Je me risque à envoyer une autre bouteille dans la mer des commentaires qui circulent sur l’état de l’éducation supérieure au Québec. L’élément déclencheur est un texte paru dernièrement et adressé plus particulièrement aux lecteurs anglophones pour expliquer les raisons et les enjeux du «printemps érable». Les auteurs ciblent l’argument qui est le plus important à mes yeux et pourtant le plus délaissé dans le déluge de commentaires sur la question: les disciplines qui sont le plus susceptibles de faire les frais de la hausse en termes d’inscription et de conditions d’enseignement garantissent pourtant des apprentissages dont toute la société profite au jour le jour.

Je traduis un passage de ce texte qui mérite d’être lu en entier:

«On pourrait soutenir que les études en sciences humaines dispensent un esprit critique et des capacités intellectuelles qui sont indispensables à l’exercice d’une pleine citoyenneté démocratique et que l’étude de la littérature et de l’histoire d’autres cultures sont le véhicule du type de connaissance approfondie et de l’empathie nécessaires aux citoyens d’une société multiculturelle.»

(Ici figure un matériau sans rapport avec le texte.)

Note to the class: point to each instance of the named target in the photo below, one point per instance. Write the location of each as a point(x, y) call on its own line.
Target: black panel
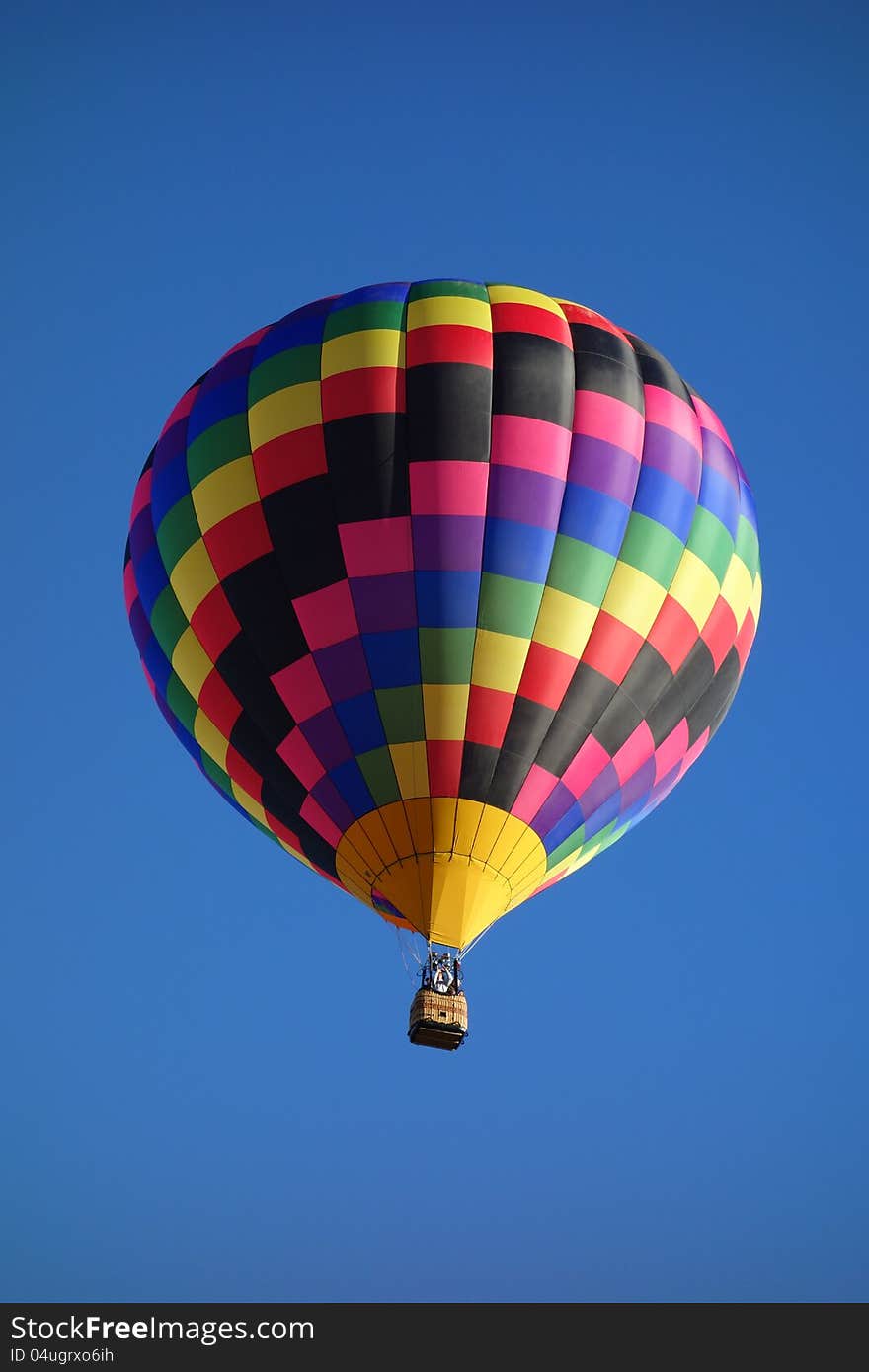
point(449, 412)
point(261, 602)
point(249, 683)
point(713, 704)
point(647, 678)
point(301, 521)
point(657, 370)
point(478, 764)
point(618, 722)
point(366, 458)
point(585, 700)
point(533, 376)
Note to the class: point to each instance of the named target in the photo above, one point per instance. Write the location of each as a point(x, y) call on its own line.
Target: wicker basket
point(438, 1021)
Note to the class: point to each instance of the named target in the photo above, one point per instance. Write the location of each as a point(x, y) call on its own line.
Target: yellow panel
point(738, 587)
point(378, 836)
point(247, 802)
point(695, 587)
point(634, 598)
point(565, 622)
point(446, 711)
point(193, 576)
point(519, 295)
point(449, 309)
point(443, 822)
point(224, 492)
point(411, 769)
point(468, 813)
point(396, 820)
point(365, 347)
point(190, 661)
point(419, 818)
point(210, 738)
point(499, 660)
point(284, 412)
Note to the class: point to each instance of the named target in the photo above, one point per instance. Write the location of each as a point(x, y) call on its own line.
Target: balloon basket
point(438, 1021)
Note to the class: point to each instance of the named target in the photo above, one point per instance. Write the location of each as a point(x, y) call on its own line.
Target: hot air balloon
point(443, 586)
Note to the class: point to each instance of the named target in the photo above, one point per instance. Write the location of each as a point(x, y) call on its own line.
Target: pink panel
point(301, 689)
point(588, 764)
point(634, 752)
point(447, 488)
point(537, 787)
point(327, 616)
point(376, 546)
point(611, 420)
point(301, 757)
point(668, 409)
point(537, 445)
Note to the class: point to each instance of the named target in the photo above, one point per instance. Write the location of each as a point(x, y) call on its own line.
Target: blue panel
point(662, 498)
point(359, 721)
point(393, 658)
point(446, 600)
point(213, 407)
point(520, 551)
point(593, 517)
point(352, 788)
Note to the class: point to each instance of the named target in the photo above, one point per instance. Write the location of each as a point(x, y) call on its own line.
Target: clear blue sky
point(194, 1108)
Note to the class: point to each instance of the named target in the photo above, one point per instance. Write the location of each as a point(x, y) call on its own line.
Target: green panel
point(747, 545)
point(509, 605)
point(217, 446)
point(580, 570)
point(446, 656)
point(376, 767)
point(179, 531)
point(372, 315)
point(401, 711)
point(290, 368)
point(168, 620)
point(711, 542)
point(567, 848)
point(651, 549)
point(182, 703)
point(426, 289)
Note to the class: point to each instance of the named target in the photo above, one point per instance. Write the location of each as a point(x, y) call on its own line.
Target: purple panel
point(601, 788)
point(337, 808)
point(344, 670)
point(602, 467)
point(672, 454)
point(639, 785)
point(327, 738)
point(447, 542)
point(553, 808)
point(384, 602)
point(524, 496)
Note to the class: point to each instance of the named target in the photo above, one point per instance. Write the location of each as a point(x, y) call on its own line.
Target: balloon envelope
point(443, 586)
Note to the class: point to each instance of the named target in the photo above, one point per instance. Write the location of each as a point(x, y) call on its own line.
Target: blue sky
point(196, 1111)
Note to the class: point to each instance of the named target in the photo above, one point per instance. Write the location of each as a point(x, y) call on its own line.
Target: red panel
point(443, 767)
point(214, 623)
point(612, 647)
point(243, 774)
point(720, 632)
point(218, 703)
point(238, 539)
point(290, 458)
point(488, 715)
point(449, 343)
point(510, 317)
point(369, 390)
point(546, 675)
point(672, 633)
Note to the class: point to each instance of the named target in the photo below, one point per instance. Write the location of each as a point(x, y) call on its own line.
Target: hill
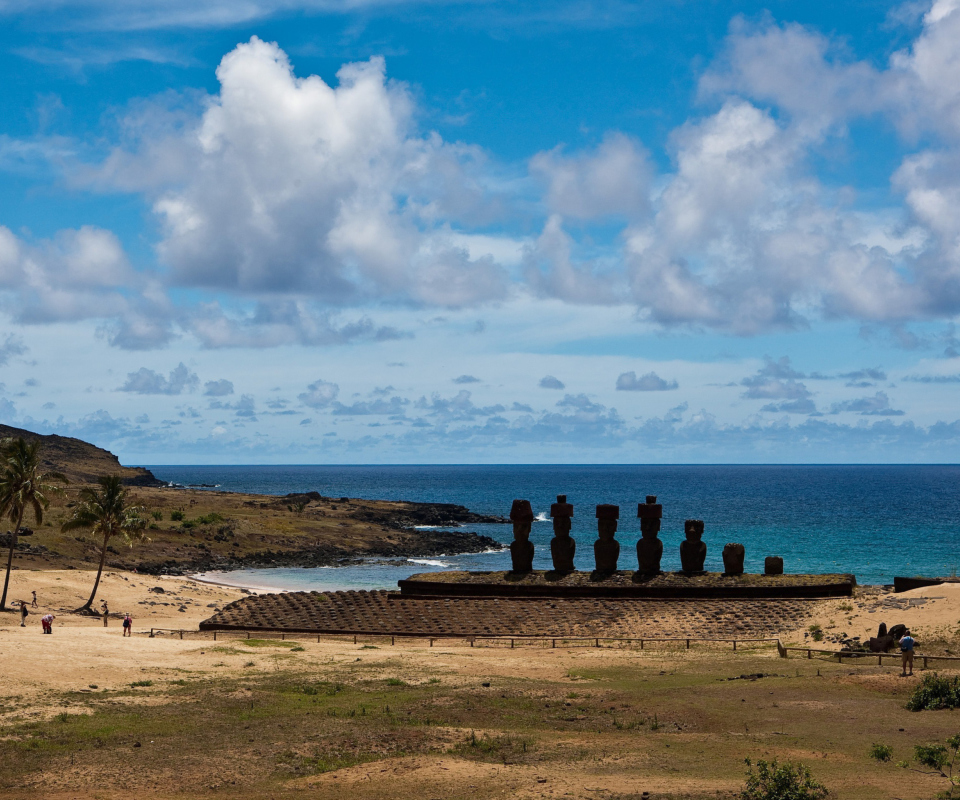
point(81, 461)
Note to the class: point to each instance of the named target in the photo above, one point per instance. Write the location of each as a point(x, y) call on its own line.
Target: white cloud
point(287, 184)
point(146, 381)
point(651, 382)
point(319, 394)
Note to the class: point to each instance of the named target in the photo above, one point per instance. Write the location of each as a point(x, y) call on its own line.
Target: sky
point(417, 231)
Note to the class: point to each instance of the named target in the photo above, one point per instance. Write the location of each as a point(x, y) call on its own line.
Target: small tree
point(775, 781)
point(105, 511)
point(22, 486)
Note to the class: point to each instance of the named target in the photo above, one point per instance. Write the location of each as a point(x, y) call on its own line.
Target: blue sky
point(427, 232)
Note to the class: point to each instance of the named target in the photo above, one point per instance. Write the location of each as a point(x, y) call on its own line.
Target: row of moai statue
point(606, 550)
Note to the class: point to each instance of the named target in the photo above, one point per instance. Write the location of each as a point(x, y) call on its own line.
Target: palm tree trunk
point(103, 557)
point(6, 580)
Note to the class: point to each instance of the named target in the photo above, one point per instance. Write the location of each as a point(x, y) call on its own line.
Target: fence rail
point(547, 642)
point(512, 642)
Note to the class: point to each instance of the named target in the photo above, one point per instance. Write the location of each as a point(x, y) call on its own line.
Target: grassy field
point(380, 722)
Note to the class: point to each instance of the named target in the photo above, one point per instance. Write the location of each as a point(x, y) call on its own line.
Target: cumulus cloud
point(651, 382)
point(777, 380)
point(613, 180)
point(146, 381)
point(218, 388)
point(293, 185)
point(12, 346)
point(319, 394)
point(549, 382)
point(876, 406)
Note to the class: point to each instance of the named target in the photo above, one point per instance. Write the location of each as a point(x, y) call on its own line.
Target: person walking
point(907, 646)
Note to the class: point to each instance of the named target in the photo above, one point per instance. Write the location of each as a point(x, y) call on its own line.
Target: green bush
point(881, 752)
point(776, 781)
point(935, 692)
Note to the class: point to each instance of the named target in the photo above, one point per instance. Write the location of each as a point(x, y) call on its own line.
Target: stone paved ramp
point(382, 612)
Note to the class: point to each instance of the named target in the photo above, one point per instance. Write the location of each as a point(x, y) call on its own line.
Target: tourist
point(907, 645)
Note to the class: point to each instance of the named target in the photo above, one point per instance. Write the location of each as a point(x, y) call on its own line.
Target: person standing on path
point(907, 645)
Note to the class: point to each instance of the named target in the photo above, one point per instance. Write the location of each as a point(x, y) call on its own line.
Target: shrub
point(881, 752)
point(776, 781)
point(935, 692)
point(934, 756)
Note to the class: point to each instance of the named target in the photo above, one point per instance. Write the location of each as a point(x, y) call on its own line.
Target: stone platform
point(623, 584)
point(390, 613)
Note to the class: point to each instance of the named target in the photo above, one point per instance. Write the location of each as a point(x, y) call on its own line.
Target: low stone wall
point(623, 584)
point(389, 613)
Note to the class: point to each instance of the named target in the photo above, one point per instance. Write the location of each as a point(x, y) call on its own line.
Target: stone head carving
point(693, 552)
point(606, 548)
point(650, 514)
point(521, 549)
point(563, 547)
point(521, 515)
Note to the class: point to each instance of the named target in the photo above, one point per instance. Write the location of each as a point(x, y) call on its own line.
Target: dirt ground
point(86, 713)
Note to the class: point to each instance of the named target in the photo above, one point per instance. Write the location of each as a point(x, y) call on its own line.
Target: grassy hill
point(80, 461)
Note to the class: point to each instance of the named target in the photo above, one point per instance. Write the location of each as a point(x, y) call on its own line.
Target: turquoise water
point(873, 521)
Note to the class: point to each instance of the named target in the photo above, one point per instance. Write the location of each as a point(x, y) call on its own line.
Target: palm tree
point(106, 512)
point(22, 486)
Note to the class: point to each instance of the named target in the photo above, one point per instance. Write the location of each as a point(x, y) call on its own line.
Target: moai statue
point(521, 548)
point(562, 546)
point(693, 552)
point(773, 565)
point(606, 549)
point(733, 559)
point(649, 548)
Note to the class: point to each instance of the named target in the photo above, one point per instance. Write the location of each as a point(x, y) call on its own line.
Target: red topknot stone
point(521, 511)
point(608, 511)
point(561, 508)
point(651, 509)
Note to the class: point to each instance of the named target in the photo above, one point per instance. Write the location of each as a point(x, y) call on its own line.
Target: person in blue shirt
point(907, 644)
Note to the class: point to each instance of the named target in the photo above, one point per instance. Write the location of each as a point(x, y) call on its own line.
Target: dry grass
point(421, 723)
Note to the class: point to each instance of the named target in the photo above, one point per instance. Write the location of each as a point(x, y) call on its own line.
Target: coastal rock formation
point(606, 549)
point(693, 552)
point(562, 547)
point(649, 548)
point(733, 554)
point(521, 548)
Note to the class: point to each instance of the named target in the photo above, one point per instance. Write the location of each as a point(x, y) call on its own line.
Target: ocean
point(874, 521)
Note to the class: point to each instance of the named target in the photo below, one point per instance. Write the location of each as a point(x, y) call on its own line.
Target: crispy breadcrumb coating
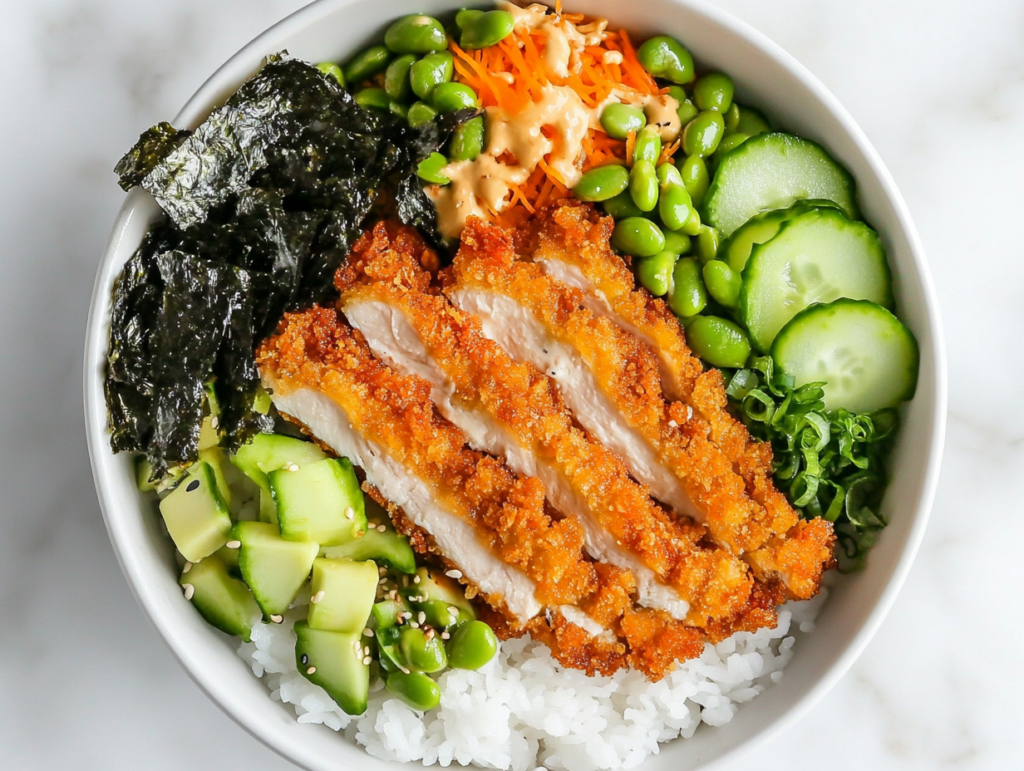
point(573, 233)
point(386, 266)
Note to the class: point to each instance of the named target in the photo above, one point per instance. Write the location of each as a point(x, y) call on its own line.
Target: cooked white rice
point(523, 710)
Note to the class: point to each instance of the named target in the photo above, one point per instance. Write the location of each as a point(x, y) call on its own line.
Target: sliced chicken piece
point(610, 381)
point(510, 409)
point(570, 243)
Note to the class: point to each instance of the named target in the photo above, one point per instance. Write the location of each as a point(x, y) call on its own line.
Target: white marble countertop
point(85, 682)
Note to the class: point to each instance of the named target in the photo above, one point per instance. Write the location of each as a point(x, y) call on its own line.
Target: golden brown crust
point(385, 266)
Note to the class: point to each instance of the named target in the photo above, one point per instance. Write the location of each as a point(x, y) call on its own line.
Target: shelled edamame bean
point(718, 341)
point(471, 646)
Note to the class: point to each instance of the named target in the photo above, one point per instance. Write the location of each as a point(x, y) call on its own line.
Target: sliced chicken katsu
point(512, 410)
point(466, 508)
point(570, 243)
point(610, 381)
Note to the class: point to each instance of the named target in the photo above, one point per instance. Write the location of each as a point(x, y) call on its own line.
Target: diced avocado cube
point(223, 601)
point(268, 453)
point(196, 514)
point(320, 502)
point(389, 612)
point(273, 568)
point(342, 594)
point(437, 596)
point(334, 661)
point(388, 547)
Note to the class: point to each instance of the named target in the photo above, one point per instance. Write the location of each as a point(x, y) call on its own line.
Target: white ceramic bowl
point(765, 76)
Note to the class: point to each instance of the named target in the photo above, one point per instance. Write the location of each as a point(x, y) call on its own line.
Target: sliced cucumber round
point(762, 228)
point(818, 256)
point(866, 357)
point(771, 171)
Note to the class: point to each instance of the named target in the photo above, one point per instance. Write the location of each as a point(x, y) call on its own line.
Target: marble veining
point(87, 684)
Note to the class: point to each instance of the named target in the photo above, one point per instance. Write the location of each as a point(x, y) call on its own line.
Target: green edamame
point(329, 68)
point(396, 78)
point(367, 63)
point(485, 30)
point(415, 688)
point(373, 98)
point(718, 341)
point(431, 169)
point(430, 72)
point(708, 240)
point(654, 273)
point(731, 118)
point(449, 97)
point(647, 145)
point(472, 645)
point(422, 653)
point(665, 57)
point(695, 178)
point(619, 120)
point(676, 243)
point(688, 296)
point(466, 15)
point(723, 283)
point(714, 91)
point(753, 122)
point(638, 238)
point(420, 113)
point(602, 183)
point(467, 140)
point(701, 135)
point(622, 206)
point(674, 206)
point(643, 185)
point(416, 34)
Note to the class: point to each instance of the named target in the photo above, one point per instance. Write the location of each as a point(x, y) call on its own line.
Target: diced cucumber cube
point(273, 568)
point(334, 661)
point(320, 502)
point(342, 594)
point(268, 453)
point(221, 600)
point(196, 514)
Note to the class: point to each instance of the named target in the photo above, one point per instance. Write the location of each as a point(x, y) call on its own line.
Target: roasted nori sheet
point(263, 201)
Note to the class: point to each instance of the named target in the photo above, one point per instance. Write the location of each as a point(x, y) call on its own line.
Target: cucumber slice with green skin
point(344, 594)
point(334, 661)
point(274, 569)
point(321, 502)
point(390, 548)
point(196, 514)
point(772, 171)
point(223, 601)
point(866, 357)
point(764, 227)
point(268, 453)
point(818, 256)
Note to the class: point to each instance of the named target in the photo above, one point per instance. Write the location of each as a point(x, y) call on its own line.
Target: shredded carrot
point(511, 75)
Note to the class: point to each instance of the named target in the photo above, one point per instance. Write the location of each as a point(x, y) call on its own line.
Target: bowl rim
point(223, 82)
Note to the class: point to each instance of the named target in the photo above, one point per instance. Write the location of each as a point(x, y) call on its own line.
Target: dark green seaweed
point(263, 202)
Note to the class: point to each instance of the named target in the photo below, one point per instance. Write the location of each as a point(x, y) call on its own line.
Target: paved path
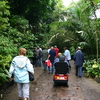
point(79, 88)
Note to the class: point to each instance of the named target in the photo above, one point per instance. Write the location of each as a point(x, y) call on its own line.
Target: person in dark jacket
point(51, 57)
point(79, 60)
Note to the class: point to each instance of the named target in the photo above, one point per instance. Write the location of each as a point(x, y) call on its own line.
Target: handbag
point(31, 76)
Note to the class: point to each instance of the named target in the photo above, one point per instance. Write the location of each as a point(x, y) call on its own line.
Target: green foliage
point(92, 68)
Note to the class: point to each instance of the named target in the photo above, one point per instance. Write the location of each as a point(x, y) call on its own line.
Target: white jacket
point(19, 67)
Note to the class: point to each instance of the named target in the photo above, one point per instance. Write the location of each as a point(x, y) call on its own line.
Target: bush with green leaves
point(7, 51)
point(92, 68)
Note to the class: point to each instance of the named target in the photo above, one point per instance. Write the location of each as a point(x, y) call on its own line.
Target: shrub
point(92, 68)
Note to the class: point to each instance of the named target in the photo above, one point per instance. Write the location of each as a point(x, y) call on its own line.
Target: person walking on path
point(79, 60)
point(38, 56)
point(56, 50)
point(44, 57)
point(67, 55)
point(19, 68)
point(51, 57)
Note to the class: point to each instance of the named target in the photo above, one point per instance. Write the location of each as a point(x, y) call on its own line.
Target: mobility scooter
point(61, 72)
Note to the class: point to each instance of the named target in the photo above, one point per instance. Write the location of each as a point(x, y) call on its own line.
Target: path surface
point(43, 89)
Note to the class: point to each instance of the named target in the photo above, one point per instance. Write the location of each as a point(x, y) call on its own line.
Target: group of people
point(21, 65)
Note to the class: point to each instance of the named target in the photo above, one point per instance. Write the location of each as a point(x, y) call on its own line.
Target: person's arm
point(30, 66)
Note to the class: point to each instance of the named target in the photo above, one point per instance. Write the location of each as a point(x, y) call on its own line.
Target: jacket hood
point(20, 61)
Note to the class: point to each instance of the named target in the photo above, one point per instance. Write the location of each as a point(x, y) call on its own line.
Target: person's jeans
point(79, 70)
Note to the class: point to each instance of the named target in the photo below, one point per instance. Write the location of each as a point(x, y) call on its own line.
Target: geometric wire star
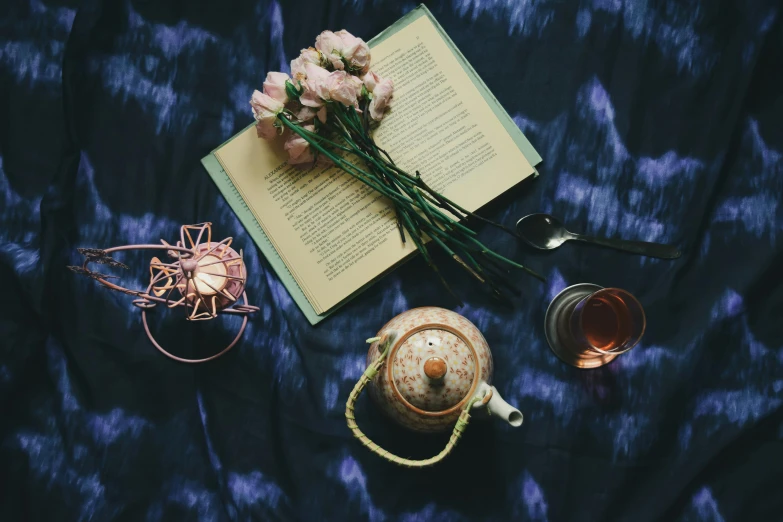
point(209, 279)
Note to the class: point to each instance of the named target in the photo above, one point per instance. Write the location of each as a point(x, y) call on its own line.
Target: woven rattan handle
point(367, 376)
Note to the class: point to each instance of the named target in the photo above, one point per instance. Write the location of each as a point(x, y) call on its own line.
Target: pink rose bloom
point(265, 111)
point(331, 47)
point(315, 87)
point(274, 86)
point(298, 148)
point(355, 51)
point(371, 80)
point(308, 55)
point(381, 97)
point(342, 88)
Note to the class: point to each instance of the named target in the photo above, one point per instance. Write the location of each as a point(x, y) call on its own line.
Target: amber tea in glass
point(588, 326)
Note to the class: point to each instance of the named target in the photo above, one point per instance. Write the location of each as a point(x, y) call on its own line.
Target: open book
point(326, 234)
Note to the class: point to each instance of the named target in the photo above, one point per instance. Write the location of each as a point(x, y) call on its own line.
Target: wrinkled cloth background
point(657, 121)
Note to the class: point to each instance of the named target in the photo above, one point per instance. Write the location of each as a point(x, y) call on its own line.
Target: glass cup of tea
point(588, 326)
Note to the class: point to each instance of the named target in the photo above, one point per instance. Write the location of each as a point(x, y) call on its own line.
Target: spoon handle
point(635, 247)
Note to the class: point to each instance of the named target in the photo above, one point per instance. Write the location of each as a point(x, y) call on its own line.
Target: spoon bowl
point(546, 232)
point(543, 231)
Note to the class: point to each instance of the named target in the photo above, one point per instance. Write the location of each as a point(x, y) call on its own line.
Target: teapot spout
point(497, 407)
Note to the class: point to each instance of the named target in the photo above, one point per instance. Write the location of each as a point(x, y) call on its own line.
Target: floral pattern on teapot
point(403, 389)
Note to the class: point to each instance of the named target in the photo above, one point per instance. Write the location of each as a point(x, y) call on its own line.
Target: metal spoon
point(546, 232)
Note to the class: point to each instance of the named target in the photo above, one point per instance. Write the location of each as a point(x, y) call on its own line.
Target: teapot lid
point(434, 368)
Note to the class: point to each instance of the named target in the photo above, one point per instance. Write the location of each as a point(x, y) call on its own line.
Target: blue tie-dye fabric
point(658, 121)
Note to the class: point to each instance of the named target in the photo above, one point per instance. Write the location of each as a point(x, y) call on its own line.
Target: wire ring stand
point(188, 274)
point(182, 359)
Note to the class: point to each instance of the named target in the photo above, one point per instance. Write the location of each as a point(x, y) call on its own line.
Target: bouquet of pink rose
point(326, 111)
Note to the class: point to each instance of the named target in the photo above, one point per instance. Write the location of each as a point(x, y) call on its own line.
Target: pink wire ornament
point(209, 278)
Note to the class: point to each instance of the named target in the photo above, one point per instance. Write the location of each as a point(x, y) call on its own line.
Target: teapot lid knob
point(435, 368)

Mais encore faut-il montrer comment fonctionne ce genre de sciences, sinon un commentaire comme celui-là laisse croire aux détracteurs de l’université que seuls seront des citoyens au plein sens du terme ceux précisément qui auront fait leur maîtrise en sociologie ou en sciences politiques par exemple. Or ce n’est pas le cas.

Qu’ils deviennent professeurs ou non, les étudiantes et les étudiants qui ont étudié dans les sciences humaines — mais cela vaut aussi pour les mathématiques, et l’étude des fondements des sciences de la nature en général — deviennent des agents de cohésion sociale autour des qualités qu’ils ont apprises à l’université. Il faut comprendre ici que même si les sujets qu’ils étudient à l’université sont détachés du quotidien ou de la réalité concrète des applications, et peu importe le degré suprême d’abstraction des sujets qu’ils étudient, les qualités que l’on développe dans ces sciences restent après l’exercice même de l’apprentissage ou de la recherche, et deviennent réellement profitables à la société à l’intérieur et à l’extérieur des murs de l’université.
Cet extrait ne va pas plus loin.